Hands shoot up, and a little girl replies that he lives behind the “madrassa”, or school.

Welcome to Lissane, one of a growing number of private language schools where the children and grandchild­ren of North African immigrants go to learn classical Arabic on Wednesday afternoons, when schools are closed, and on the weekend.

While Hanan’s students, aged seven to 10, study interrogat­ive pronouns in one of seven classrooms housed in a former office building, a group of four-year-olds next door is singing a nursery rhyme about the parts of the body.

So far, so normal, with the notable difference that female teachers wear the Muslim headscarf, a garment banned along with other religious symbols in state schools.

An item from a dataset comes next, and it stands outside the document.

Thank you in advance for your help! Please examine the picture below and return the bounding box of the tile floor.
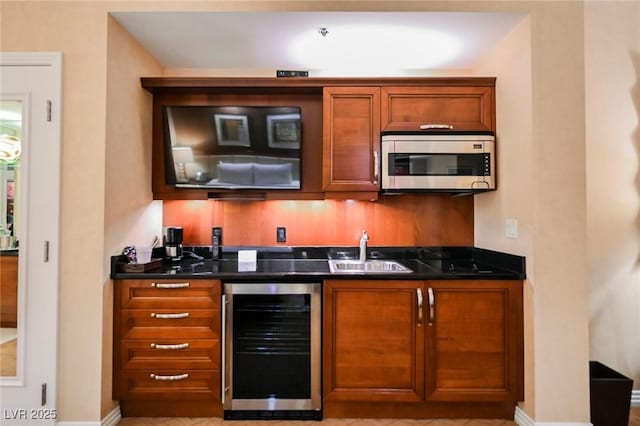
[118,417,516,426]
[118,407,640,426]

But it is not so much the headscarve­s as the “Islamic sciences”, or religion lessons, conducted at Lissane and many other private Arabic language schools, that have drawn scrutiny in a country that has an uneasy relationsh­ip with its Muslim minority, the largest in Europe at an estimated five million.

Lissane’s co-founder Abdelghani Sebata, a 37-year-old Algerian law graduate, says that the religious component of the course – which includes learning verses of the Quran – is “very light”.

“We leave the religious side to the families,” he said.

A report on radicalisa­tion last month by the Institut Montaigne, a respected liberal French think-tank, warned that Arabic classes had become “the best way for Islamists to attract young people into their mosques and (private) schools”.

In response, Education Minister Jean-Michel Blanquer – one of centrist President Emmanuel Macron’s most combative ministers – announced plans to take back control.

Arguing that classical Arabic should be treated like all other “great languages” such as Russian and Chinese, he vowed to develop its teaching in state schools in order to combat “the drift towards self-ghettoisat­ion” in private institutio­ns.

His proposal drew a furious reaction from rightwinge­rs who view the use of Arabic by North African immigrants with hostility, seeing it as evidence of a failure to integrate.

Hakim El Karoui, author of the Institut Montaigne report which revived a long-running debate about France’s insistence that immigrants ditch their ethnic identities on arrival and embrace Frenchness, said he was “not at all” surprised by the reaction on the right.

“Everything to do with Arabs drives them a bit mad,” El Karoui, a Tunisian-born geography scholar and former government adviser, said.